[fa.info-mac] Using Smoothtalker

info-mac@uw-beaver (12/07/84)

From: Mike Schuster <MIKES@CIT-20.ARPA>

Smoothtalker Demo Disk
 
 I talked with the people at First Byte last week about their product
 Smoothtalker.  They mentioned that they had a software developers
 package for about $500, a retail package for $150, and a promotional
 demo disk, which they offered to send me free of charge.
 
 I received the disk two days later, along with a few pages of notes.
 The disk contains the Smoothtalker demo application and its companion
 picture resource file.  No licensing agreement was included in the 
 package, and the disk is stamped "Demo - Ok to copy".
 
 I concluded that the software is in the public domain and decided to
 provide some documentation.
 
 The demo application (which I will call ST from now on) is a rolling
 demonstration consisting of a sequence of cartoons and spoken text.
 Using Apple's RMOVER, I found that the text fragments are contained
 in ST as 'STR ' resources with id numbers 256 and up.  Each of these
 resources contains a length byte followed by a sequence of ASCII 
 phoneme codes.  Here is 'STR ' resource 256, which says "The freedom
 of speech":
 
 V6S25DHAXf9rIYS9d5AHS6m3AHv S79spy0IYCH
 
 After studying all of these examples, I compiled the following dictionary
 of phoneme codes:
 
 AE pAt/EY Ate/b BiB/CH CHew/d DeeD/EH pEt/IY bE/AX thE
 f Fit/g GaG/h Hat/IH hIt/AY pIE/j Just/k KiCK/l seLf
 m MuM/n No/NG siNG/AA pOt/OW gO/AO fOr/OY bOY/AW OUt
 UH tOOk/UW cOO/p PoP/r Run/s SauCe/SH SHy/t To/TH THin
 DH THe/AH cUt/ER vERb/v oF/w Wag/y Yes/z siZe/ZH viSion
 V# volume #/S# speed #/# pitch #/B base/T treble/] +stress/[ -stress
 
 I have listed each phoneme code along with a short word containing that
 phoneme.  I capitalized the corresponding letters in the word.  Notice
 that the double letter phoneme codes are in upper case, where as the
 single letter codes are lower case.  The volume, speed and pitch values
 are the ASCII digits 0, 1, ..., 9.  These values apply to all subsequence 
 phonemes until changed.  The ] and [ codes seem to add and subtract
 stress from the following phoneme, respectively.

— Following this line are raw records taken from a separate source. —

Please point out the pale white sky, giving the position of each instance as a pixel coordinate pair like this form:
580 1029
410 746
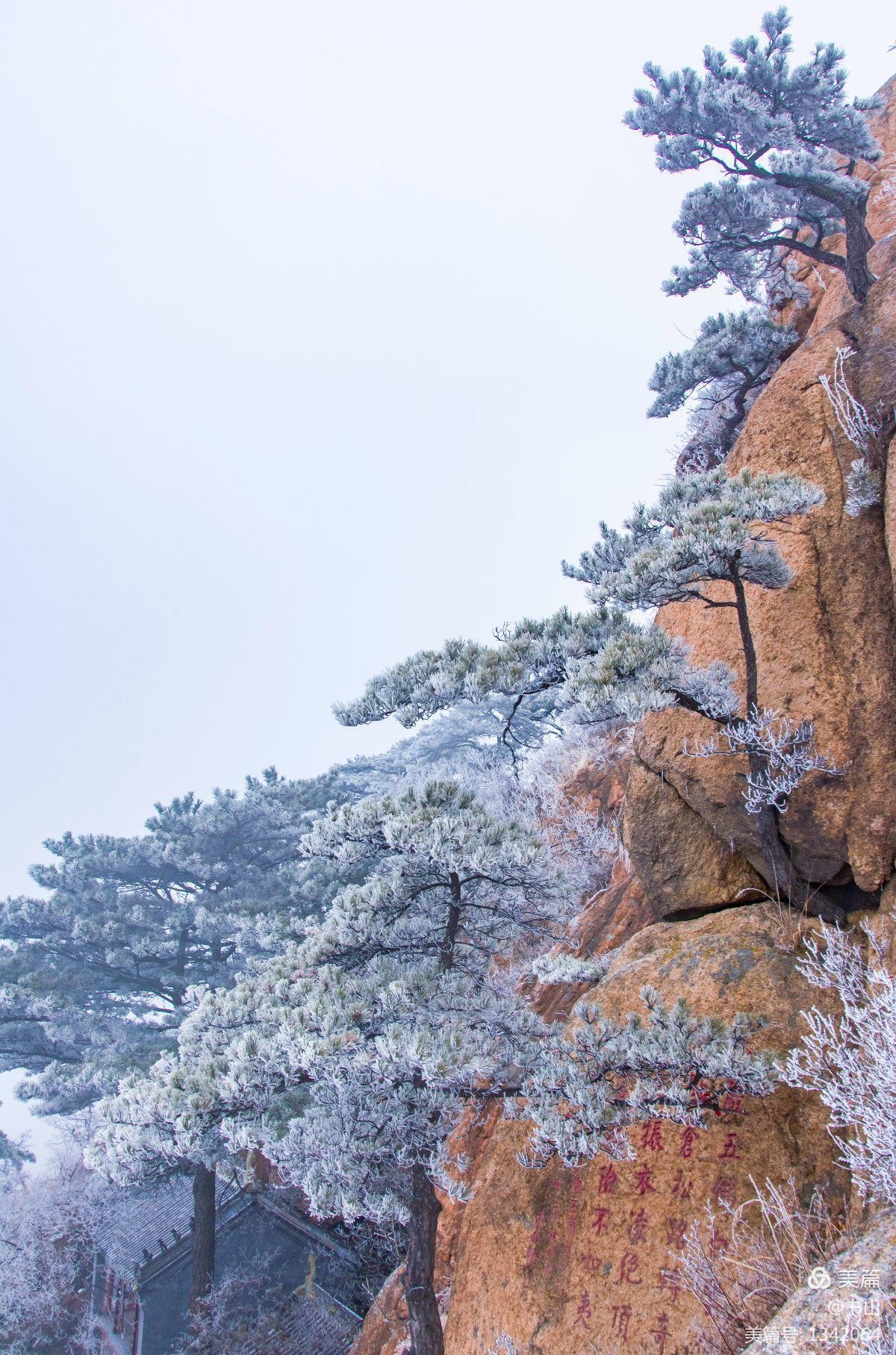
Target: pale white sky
324 334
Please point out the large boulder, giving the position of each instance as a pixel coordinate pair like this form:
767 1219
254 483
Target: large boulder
560 1258
846 1306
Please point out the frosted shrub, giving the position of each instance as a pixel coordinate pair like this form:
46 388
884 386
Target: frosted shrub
786 751
864 483
850 1060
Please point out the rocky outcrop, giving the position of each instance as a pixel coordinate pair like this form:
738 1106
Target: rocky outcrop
585 1259
561 1258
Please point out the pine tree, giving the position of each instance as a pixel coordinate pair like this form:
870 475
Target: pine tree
533 673
96 976
786 143
708 530
402 1009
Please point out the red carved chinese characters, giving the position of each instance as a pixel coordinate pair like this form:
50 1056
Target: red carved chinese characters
608 1180
653 1136
629 1267
729 1150
620 1321
644 1182
688 1141
671 1281
682 1186
583 1313
600 1220
661 1333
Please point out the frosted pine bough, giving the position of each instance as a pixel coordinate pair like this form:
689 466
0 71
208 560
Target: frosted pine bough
785 144
731 361
785 747
850 1059
352 1057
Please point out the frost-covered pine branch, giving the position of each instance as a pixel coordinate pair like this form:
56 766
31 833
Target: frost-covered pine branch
732 358
568 969
785 143
538 666
785 750
352 1057
850 1059
864 483
615 1074
49 1225
703 541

The B and T codes 
 select low base and high treble voice, respectively.
 
 Here is a rough translation of 256:
 
 V6S25DHAXf9rIYS9d5AHS6m3AHv S79spy0IYCH
 
 V6S25DAHX --- "the" spoken with volume 6, speed 2, and pitch 5
 
 f9rIYS9d5AHm --- "freedom" spoken with two changes in pitch and one 
                  change in speed
 
  S79spy0IYCH --- a pause, speed 7, pitch 9, followed by "speech"
                  with a pitch change to 0 just before the "eech"
 
 Here is another useful example, its the "ABC Song":
 
 4S2EY bIY 6sIY dIY 7IY EHf 6jIY    S55EYCH AY 4jEY kEY 3S7EHl EHm EHn OWh 
 1pIY    S46kyUW AHr 5EHs    tIY yUW 4vIY   6dAHblyUW   5EHkz   6wAY   1zIY 
 S45nAWAY6nOWm7AYS3EYbIY6sIYz    5tEHlmIY4wAHtyUW3THIHnkAHv2mIY
 
 In addition to the 'STR ' resources, ST contains four 'CODE' resources.
 Using Apple's "Examine File" and the jump table contained in the 'CODE'
 0 resource, I found that the phoneme-to-speech translator is contained
 in the 'CODE' 2 resource.  Its entry point offset is 4 (that is, its
 first instruction is just after the standard 4 byte segment loader
 header).
 
 By replacing the first instruction with a trap to MacsBug, I found that
 the translator has the following argument interface:
 
 short speak(text, volume, speed, pitch)
    char *text;
    short volume;
    short speed;
    short pitch;
 
 The arguments are pushed on the stack using the standard stack-based
 toolbox conventions.  The text argument points to the phoneme string
 (in pascal format with leading length byte).  The volume, speed, and
 pitch arguments apparently specify the initial values for these
 parameters.
 
 After some experimentation, I found that the result returned is zero
 unless the text contains something that isn't a valid phoneme or control
 code.  In this case, nothing is spoken and the result contains an offset
 into the text of the illegal item.
 
 Armed with this information, you can use the phoneme-to-speech translator
 in your own applications.  For example, I wrote one application 
 which I call "ABSpeak" that presents a dialog box containing two editText 
 boxes.  The phonetic strings you type in each box are can be spoken
 alternately for a A versus B comparison.  Also, I wrote a desk accessory
 that speaks the time of day.  (This one is not too useful on a thin Mac,
 since the phoneme-to-speech resource is 24k bytes).  I will distribute
 "ABSpeak" to anyone who wishes to experiment with Smoothtalker.
 
 S8mAYkAOl S56SHUW5stER
 Michael Schuster
 @cit-20
-------